でも、ボクはそれでは嫌だと思った。もっとたくさんの人に見てもらいたい、そして俳優の仕事だけで食べられるようになりたい、履歴書やパスポートの職業欄に堂々と「俳優」と書きたいと思った。
思い切った決断でしたが、お芝居に関する情熱だけはあったし、きっと誰かが認めてくれるという自信があったと思います。
「花組芝居」の公演は小劇場でやっていたのですが、充実感があり観客の反応にも手応えがありました。写真週刊誌などのマスコミも「小劇場の玉三郎」なんて取り上げてくれて、それなりに注目もされていた。それが自信の根拠だったのかもしれません。

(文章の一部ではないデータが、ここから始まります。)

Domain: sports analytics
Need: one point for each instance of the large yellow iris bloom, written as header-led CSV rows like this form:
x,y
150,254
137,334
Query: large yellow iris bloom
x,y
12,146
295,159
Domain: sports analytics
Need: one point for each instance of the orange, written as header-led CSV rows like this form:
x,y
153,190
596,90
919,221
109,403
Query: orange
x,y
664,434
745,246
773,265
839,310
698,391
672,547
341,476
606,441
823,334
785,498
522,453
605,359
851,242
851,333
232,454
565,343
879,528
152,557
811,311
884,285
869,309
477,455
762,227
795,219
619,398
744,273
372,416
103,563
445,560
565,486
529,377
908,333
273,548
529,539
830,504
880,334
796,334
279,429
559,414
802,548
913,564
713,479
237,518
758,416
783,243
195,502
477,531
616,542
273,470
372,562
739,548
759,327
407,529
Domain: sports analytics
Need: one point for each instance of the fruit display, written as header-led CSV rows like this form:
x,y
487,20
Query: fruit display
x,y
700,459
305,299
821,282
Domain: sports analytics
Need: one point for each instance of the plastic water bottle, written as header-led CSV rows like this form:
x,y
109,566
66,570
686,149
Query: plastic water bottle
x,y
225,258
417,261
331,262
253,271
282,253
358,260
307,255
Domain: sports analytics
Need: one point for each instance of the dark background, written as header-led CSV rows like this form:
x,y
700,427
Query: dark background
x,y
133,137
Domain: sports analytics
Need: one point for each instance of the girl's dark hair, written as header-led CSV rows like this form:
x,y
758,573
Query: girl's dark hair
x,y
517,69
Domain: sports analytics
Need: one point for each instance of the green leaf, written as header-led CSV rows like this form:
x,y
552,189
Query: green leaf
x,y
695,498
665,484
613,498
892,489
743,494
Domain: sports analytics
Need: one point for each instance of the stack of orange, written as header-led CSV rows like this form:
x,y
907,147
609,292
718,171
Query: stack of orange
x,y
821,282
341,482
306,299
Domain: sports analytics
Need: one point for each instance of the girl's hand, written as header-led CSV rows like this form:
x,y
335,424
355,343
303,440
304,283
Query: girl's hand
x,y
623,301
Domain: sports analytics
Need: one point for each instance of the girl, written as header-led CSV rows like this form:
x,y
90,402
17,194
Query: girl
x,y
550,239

幸い、今はなき「アトリエ・ダンカン」という事務所に声をかけていただき船出することができました。「花組芝居」では歌舞伎のパロディーをやって女形を演じていたので、オカマさんの役のオファーも来ましたが、最初の10年ぐらいはお断りしました。現代演劇で女の役を、女優に交じって自然に演じられる俳優になるという志を持っていたので、一緒にされたくなかった。それを理解してくれた方がボクを使ってくれて、ここまで俳優を続けてこられました。
正社員のお話を頂いた時、正社員の道を選んでいたら、店も劇団も辞めるという選択をしなかったら、今はなかったでしょうね。誰にも相談はしませんでした。“どうしたいか”というのは自分に問うしかない。あの選択は間違いではなかったなと思っています。